Going down from the summit: I lost my footing. I still held onto the rope attached to the sled but I was quite a little while before I got my feet again. The next day she wrote: I did not sleep well. My limbs ached so and when I got up in the morning my face was swollen so bad I could hardly open my eyes.
A tramline took their goods over the steep part of the Chilkoot Trail. They then had to haul the goods from there to Lake Bennett by horse and dogs. They remained one night at Bennett and then began their journey to Atlin.
Martha gives an account of the stove that her husband had made for her.
“My stove bakes just the very nicest. Matthew (Sr.) made it just to suit me. It is quite large, having four holes on top and lots of room to spare.”
When cooking on the lake ice, the heat of the stove would naturally melt the ice underneath and form a puddle. The stove was evidently on legs of some sort and one time when little Grace was standing by it to get warm, her feet slipped and she slid almost completely under the stove into the icy water and had to be pulled out.
On the trail to Atlin Martha relates another incident in which they sent their 13-year-old son back 40 miles to pick up a forgotten item.
They finally arrived in Atlin a month after leaving Dyea. The Atlin Claim, a newspaper wrote:
If Martha Grace Watson wondered why she was floundering in ice and snow on the Chilkoot Trail with four children aged 2 to 13, no one ever knew. If she had misgivings about the strange journey she was on, she hid them beneath an amazing sense of humor.
Martha trudged on, though, sometimes as far as 22 miles a day, in spite of aching limbs and eyes swollen from the strain of bright sun reflecting from the snow. She kept little Grace in sight and gave young Bill an occasional boost along the trail. It would not have occurred to Martha to turn back, and in the middle of April, 1899, she and her family walked off the ice and onto the streets of Atlin City.

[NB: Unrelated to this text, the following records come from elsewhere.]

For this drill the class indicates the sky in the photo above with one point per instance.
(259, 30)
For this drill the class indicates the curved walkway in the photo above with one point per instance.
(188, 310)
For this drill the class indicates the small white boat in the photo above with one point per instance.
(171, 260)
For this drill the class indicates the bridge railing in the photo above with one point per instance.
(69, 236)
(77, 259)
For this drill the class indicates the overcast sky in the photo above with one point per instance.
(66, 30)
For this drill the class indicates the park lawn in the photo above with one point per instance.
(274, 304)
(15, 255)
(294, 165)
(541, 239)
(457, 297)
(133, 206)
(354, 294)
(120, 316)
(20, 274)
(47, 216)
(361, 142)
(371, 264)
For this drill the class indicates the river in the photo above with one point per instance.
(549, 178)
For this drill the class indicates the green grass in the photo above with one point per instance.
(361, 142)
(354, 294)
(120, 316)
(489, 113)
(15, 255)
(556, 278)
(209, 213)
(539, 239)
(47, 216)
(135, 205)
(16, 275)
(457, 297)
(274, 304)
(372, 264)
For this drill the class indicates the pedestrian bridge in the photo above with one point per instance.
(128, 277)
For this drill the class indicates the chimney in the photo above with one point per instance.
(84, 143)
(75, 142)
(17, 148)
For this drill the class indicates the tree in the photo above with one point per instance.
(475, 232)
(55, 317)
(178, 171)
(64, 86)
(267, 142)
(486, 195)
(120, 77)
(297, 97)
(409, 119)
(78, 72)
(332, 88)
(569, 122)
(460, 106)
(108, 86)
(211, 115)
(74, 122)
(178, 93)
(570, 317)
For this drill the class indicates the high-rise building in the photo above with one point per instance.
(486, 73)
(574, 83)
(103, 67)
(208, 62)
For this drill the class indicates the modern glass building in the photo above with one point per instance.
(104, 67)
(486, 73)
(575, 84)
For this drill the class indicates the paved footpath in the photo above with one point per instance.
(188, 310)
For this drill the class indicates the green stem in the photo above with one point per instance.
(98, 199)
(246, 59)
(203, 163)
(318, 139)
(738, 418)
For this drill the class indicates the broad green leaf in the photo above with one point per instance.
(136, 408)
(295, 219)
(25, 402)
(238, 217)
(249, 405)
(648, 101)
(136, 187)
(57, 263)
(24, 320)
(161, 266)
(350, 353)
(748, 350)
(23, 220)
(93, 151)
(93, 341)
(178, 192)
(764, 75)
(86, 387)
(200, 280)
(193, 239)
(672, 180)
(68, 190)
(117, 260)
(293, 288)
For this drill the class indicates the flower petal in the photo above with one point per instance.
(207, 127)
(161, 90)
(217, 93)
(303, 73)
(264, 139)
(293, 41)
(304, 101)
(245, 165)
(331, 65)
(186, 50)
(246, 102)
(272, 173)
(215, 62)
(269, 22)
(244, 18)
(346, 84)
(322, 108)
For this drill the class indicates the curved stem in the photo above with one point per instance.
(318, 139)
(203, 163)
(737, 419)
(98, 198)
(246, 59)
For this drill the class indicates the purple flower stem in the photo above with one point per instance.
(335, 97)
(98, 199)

The family made the trip from Atlin to Whitehorse in 1900. They lived in a tent at the corner of Main Street and Second Avenue. Their son Charles was born in that tent. Their son Kenneth was born when they had a house at Second and Elliott. Matthew set up his metal shop and then sold it a year later and went gold mining on Burwash Creek with his son Matthew Jr.
Unfortunately, Matthew Sr. began to drink and finally took off leaving his family behind. Matthew Jr. carried on with the mining until 1909.
Martha took on an active life of volunteer service and hosting events, particularly during the war when she raised funds and organized care packages for Yukon soldiers overseas.
In 1907, Martha’s three eldest sons joined a newly formed brass band called The Whitehorse Band.
In late 1911, Martha’s eldest son, Matthew Jr. purchased a general store in Carcross. Her next two sons were telegraph operators. Her daughter Grace attended a nursing school in Vancouver.
At this time, Martha was asked to care for a five-day old baby (Norma) because its mother had died. The father kept trying to care for the child but finally allowed Martha to adopt it.
In 1920, Martha, along with Norma and her two youngest boys, Charles and Kenneth, left the Yukon to live in Chilliwack., B.C. Kipp family members were pioneers there.
Years later Grace Watson, who by this time was a nurse in Seattle, discovered that her father had died in San Francisco and was buried in a pauper’s grave.
Martha Watson moved on to Vancouver in 1926. She made trips back to the Yukon over the years to visit her sons, Matthew Jr. and Bruce. One trip included her very first airplane ride.
Martha died in Whalley (Surrey) in 1957 at the age of 92 and is buried in the Burnaby Heritage Cemetery.
Matthew Watson’s General Store in Carcross remains in business today, one of the oldest stores in the Yukon.